Anyone who’s ever been upset about something knows how comforting a hug can be. Touch is powerful, and it doesn’t have to be a firm hug to have an effect — a light touch from a stranger has been shown to raise a woman’s body temperature, for example. So it’s no wonder that, for people with low self-esteem, a light open-handed touch on the shoulder can improve their outlook, and help them confront their own mortality, a new study says.

While people with high self-esteem understand that death is imminent and that they should make the most out of life, those with low self-esteem may find it hard to deal with the concept of death, researchers said. They found that a light touch, even from an object that simulates touch, was effective in blocking existential fears among people who have low self-esteem.

“This is important because we all have to deal with existential concerns and we all have times at which we struggle to find the meaning of life,” lead researcher, Sander Koole of VU University Amsterdam, said in a statement. “Our findings show that people may still find existential security through interpersonal touch, even in the absence of symbolic meaning derived from religious beliefs or life values.”

Reacting To Death With and Without Touch

The researchers discovered this through a series of experiments. In the first, an experimenter approached college students, asking them to respond to surveys about their self-esteem and death. Upon receiving the surveys, some participants were also given an open-handed pat on the shoulder lasting about one second. The researchers found that those who had reported low self-esteem also reported being less anxious about death if they had gotten a touch on the shoulder. Going further, when participants were reminded about death, those who didn’t receive a touch became less socially connected, while those who did remained the same.

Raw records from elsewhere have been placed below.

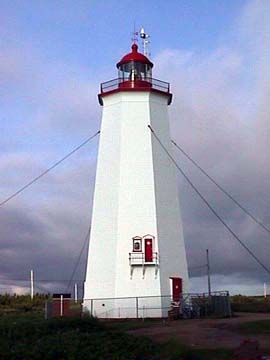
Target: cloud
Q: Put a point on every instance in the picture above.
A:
(223, 122)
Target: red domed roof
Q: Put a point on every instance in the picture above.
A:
(134, 56)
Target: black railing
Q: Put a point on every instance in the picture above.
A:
(138, 258)
(150, 83)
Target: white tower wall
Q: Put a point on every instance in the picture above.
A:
(135, 195)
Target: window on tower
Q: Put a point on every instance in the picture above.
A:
(137, 244)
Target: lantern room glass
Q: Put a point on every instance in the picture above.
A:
(134, 70)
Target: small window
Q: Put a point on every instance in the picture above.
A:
(137, 244)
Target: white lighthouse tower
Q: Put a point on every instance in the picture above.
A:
(137, 261)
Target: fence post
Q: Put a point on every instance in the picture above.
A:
(61, 305)
(92, 307)
(32, 284)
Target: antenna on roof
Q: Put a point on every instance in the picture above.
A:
(145, 42)
(135, 35)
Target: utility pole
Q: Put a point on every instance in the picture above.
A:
(32, 284)
(208, 272)
(76, 292)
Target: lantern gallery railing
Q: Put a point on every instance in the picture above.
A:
(126, 83)
(139, 259)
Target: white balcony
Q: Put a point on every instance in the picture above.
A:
(137, 259)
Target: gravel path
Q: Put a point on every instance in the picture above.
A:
(206, 333)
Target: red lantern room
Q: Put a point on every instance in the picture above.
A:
(134, 74)
(135, 70)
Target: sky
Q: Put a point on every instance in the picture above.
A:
(53, 57)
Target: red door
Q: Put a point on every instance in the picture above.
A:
(176, 288)
(148, 250)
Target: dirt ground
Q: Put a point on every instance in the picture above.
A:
(207, 333)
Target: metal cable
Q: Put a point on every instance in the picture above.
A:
(259, 222)
(208, 204)
(48, 170)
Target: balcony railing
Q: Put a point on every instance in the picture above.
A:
(138, 259)
(146, 83)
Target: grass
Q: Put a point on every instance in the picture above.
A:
(255, 304)
(27, 336)
(255, 327)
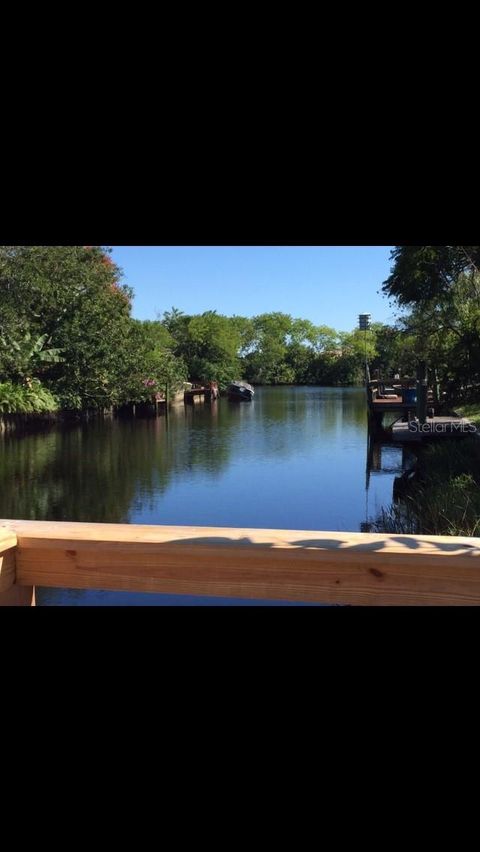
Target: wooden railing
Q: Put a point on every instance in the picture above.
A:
(294, 565)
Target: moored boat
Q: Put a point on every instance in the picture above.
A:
(240, 391)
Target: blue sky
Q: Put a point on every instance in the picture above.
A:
(329, 285)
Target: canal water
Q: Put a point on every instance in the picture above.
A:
(294, 458)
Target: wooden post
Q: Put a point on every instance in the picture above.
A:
(10, 593)
(422, 392)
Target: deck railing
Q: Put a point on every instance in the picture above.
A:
(293, 565)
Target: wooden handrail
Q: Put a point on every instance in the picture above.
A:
(295, 565)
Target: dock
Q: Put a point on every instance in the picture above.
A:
(205, 393)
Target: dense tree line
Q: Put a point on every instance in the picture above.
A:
(438, 288)
(68, 340)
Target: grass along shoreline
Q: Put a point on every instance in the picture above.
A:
(444, 496)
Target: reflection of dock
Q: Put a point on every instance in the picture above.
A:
(434, 428)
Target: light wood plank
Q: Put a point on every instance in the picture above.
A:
(298, 565)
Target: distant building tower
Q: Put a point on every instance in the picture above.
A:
(364, 325)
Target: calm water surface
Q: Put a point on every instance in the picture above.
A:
(294, 458)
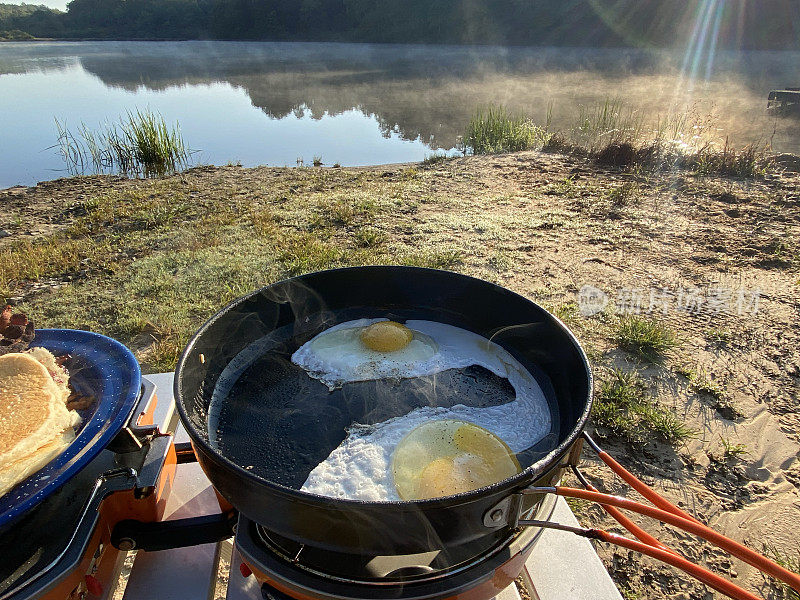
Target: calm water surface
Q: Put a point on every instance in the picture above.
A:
(285, 103)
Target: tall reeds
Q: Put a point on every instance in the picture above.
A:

Next, the researchers wanted to see how people with low self-esteem would react to a teddy bear — a toy that simulates touch. They first tested participants on how much they valued the bear. Those who were reminded of death beforehand said it cost about €23 (about $31), while those who weren’t reminded of death valued it at €13. The researchers deduced that this differentiation in value could have been a result of participants longing for touch and comfort, which translated into a higher price.

When low self-esteemed participants were able to touch the bears, as opposed to a cardboard box, while estimating its value, levels of ethnocentrism dropped upon hearing of death. Ethnocentrism is a common defense mechanism deployed when people hear of death, the researchers said, perhaps because the participants denied any other way of looking at death than theirs.

“Our findings show that even touching an inanimate object — such as a teddy bear — can soothe existential fears,” Koole said. “Interpersonal touch is such a powerful mechanism that even objects that simulate touch by another person may help to instill in people a sense of existential significance.”

Although who or what is providing the touch could be a factor in how effective the response is, the researchers believe using touch could be an effective therapy against other disorders such as depression and anxiety, and even mention testing that’s already underway for a jacket that simulates hugs electronically.

According to the Centers for Disease Control and Prevention (CDC), depression affected more than one in 20 Americans, ages 12 and up, in a report taken between 2005 and 2006. What’s more, depression can lead to a number of other disorders, and was recently found to be the biggest cause of disability worldwide. Anxiety disorders affect even more people — about 40 million Americans — and include a range of disorders, such as phobias, obsessive compulsive disorder, post-traumatic stress disorder, and social anxiety disorder.